In praise of wardens.

We all have them in our church, different denominations call them different things, wardens, deacons, whatever, they’re the people who help balance the books, manage the material resources of the conregation, and generally help the entire community by getting organised behind the scenes so we don’t have to. 

And in my denomination, the Anglican Church, we get together once a year for our Vestry Meeting/AGM and interrogate them. Hopefully thank them too. 

Because that’s what I love about my church wardens. They shoulder a huge responsibility in caring for the budget and buildings, they have endless meetings, heaps of banking and admin to do, basically all the life admin stuff I hate, and they do it voluntarily so that we can all get on with all the other service we have to do. They make their decisions openly, we can talk to them about what’s going on, they’re happy to be questioned, but they do so much that goes unnoticed and unthanked. These people are champions! No wonder one of the first ones ever was stoned to death!

Stephen, the first martyr of the church, was one of the seven deacons appointed to sort out the issue of feeding the widows of the church. Classic admin job. He happened to perform a few miracles on the side, and made the longest speech in the book of Acts, in the Sanhedrin court, which is no surprise really because the qualification for his job was being known to be full of the spirit and wisdom.
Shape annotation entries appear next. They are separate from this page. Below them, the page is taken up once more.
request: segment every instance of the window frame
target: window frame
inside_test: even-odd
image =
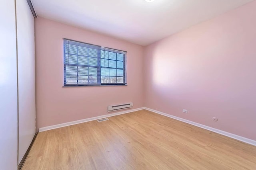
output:
[[[76,64],[70,64],[70,63],[68,63],[68,64],[66,64],[65,63],[65,45],[66,44],[66,43],[65,43],[65,40],[66,41],[69,41],[68,42],[70,42],[70,41],[73,41],[73,42],[74,42],[74,43],[82,43],[85,45],[85,46],[86,46],[86,45],[88,45],[88,46],[94,46],[94,47],[95,47],[96,48],[96,49],[97,49],[97,56],[96,57],[95,57],[95,58],[96,58],[97,59],[97,66],[91,66],[91,65],[89,65],[89,64],[87,65],[82,65],[82,64],[78,64],[78,63],[77,63]],[[109,48],[109,47],[104,47],[102,46],[101,46],[100,45],[95,45],[94,44],[90,44],[90,43],[84,43],[84,42],[81,42],[81,41],[75,41],[75,40],[73,40],[72,39],[66,39],[66,38],[64,38],[63,39],[63,68],[64,68],[64,75],[63,75],[63,78],[64,78],[64,80],[63,80],[63,87],[82,87],[82,86],[127,86],[127,52],[126,51],[122,51],[122,50],[117,50],[115,49],[113,49],[113,48]],[[88,48],[88,47],[87,47]],[[117,57],[116,57],[116,60],[112,60],[112,59],[106,59],[105,58],[101,58],[101,53],[102,51],[104,51],[104,52],[105,51],[108,51],[109,53],[110,52],[112,52],[112,53],[116,53],[117,54],[118,53],[119,54],[121,54],[122,55],[124,55],[124,57],[123,57],[123,61],[119,61],[117,59]],[[69,55],[69,53],[68,53],[68,55]],[[76,54],[76,56],[77,56],[77,59],[76,59],[76,61],[77,62],[77,61],[78,60],[78,59],[77,58],[77,56],[78,56],[78,54],[77,53]],[[89,56],[88,56],[88,57],[90,57]],[[104,60],[105,59],[107,59],[109,61],[110,60],[111,60],[111,61],[116,61],[116,63],[117,63],[118,61],[122,61],[123,62],[123,68],[118,68],[117,67],[117,64],[116,64],[116,66],[115,68],[114,68],[114,67],[110,67],[109,65],[108,65],[108,67],[106,67],[105,66],[101,66],[101,60],[102,59],[104,59]],[[66,76],[67,76],[67,74],[66,74],[66,66],[67,65],[71,65],[71,66],[83,66],[83,67],[90,67],[90,68],[92,68],[92,67],[94,67],[94,68],[97,68],[97,76],[95,76],[96,77],[96,78],[97,78],[97,83],[84,83],[84,84],[78,84],[78,81],[77,82],[78,83],[76,84],[67,84],[66,83]],[[109,75],[108,76],[102,76],[102,73],[101,73],[101,68],[107,68],[108,69],[116,69],[116,72],[117,72],[117,74],[116,74],[116,76],[110,76],[109,75]],[[123,75],[122,76],[118,76],[117,75],[117,70],[120,70],[120,69],[122,69],[122,70],[123,70]],[[89,73],[88,73],[88,74],[89,74]],[[79,76],[78,75],[78,72],[77,72],[76,73],[76,76]],[[88,75],[87,76],[89,76],[89,75]],[[102,79],[102,76],[108,76],[109,77],[109,81],[110,80],[109,77],[116,77],[116,82],[117,82],[117,78],[118,77],[122,77],[123,78],[123,83],[102,83],[101,82],[101,79]],[[77,80],[78,81],[78,78],[77,78]]]

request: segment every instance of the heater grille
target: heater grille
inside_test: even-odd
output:
[[[128,109],[132,107],[133,106],[133,104],[132,103],[126,103],[118,105],[110,106],[108,107],[108,111],[112,111],[122,109]]]
[[[99,119],[98,120],[97,120],[97,121],[99,122],[100,122],[101,121],[106,121],[106,120],[108,120],[108,119],[104,118],[104,119]]]

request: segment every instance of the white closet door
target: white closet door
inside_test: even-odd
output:
[[[36,133],[34,18],[26,0],[16,1],[19,106],[18,163]]]
[[[0,169],[16,170],[17,60],[14,0],[0,0]]]

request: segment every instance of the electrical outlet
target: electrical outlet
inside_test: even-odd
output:
[[[186,109],[183,109],[183,110],[182,111],[184,113],[188,113],[188,110]]]
[[[218,118],[216,117],[212,117],[212,120],[214,121],[218,121]]]

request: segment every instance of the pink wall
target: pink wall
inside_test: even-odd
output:
[[[256,18],[254,1],[146,47],[146,107],[256,140]]]
[[[37,130],[106,114],[110,105],[144,106],[143,47],[41,18],[35,21]],[[64,38],[127,51],[128,85],[62,87]]]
He could explain and defend his faith, as well as organise a fair system for distribution of resources. 


Stephen is the gold star standard for wardens because he was faithful to Jesus and to His word, as well as executing his duties in organising the meal roster. His character and faith shaped his service, he wasn’t just useful at admin. 

I’m so thankful to God that my church wardens are like that as well. I don’t want them to be martyred, they make so many sacrifices already to serve our church and therefore our community in this way! But I’m thankful that not only are they great at their voluntary roles, but they’re people of great character and faith as well. 

I really want to make sure I thank them more and pray for them more often. I’d encourage you to do the same.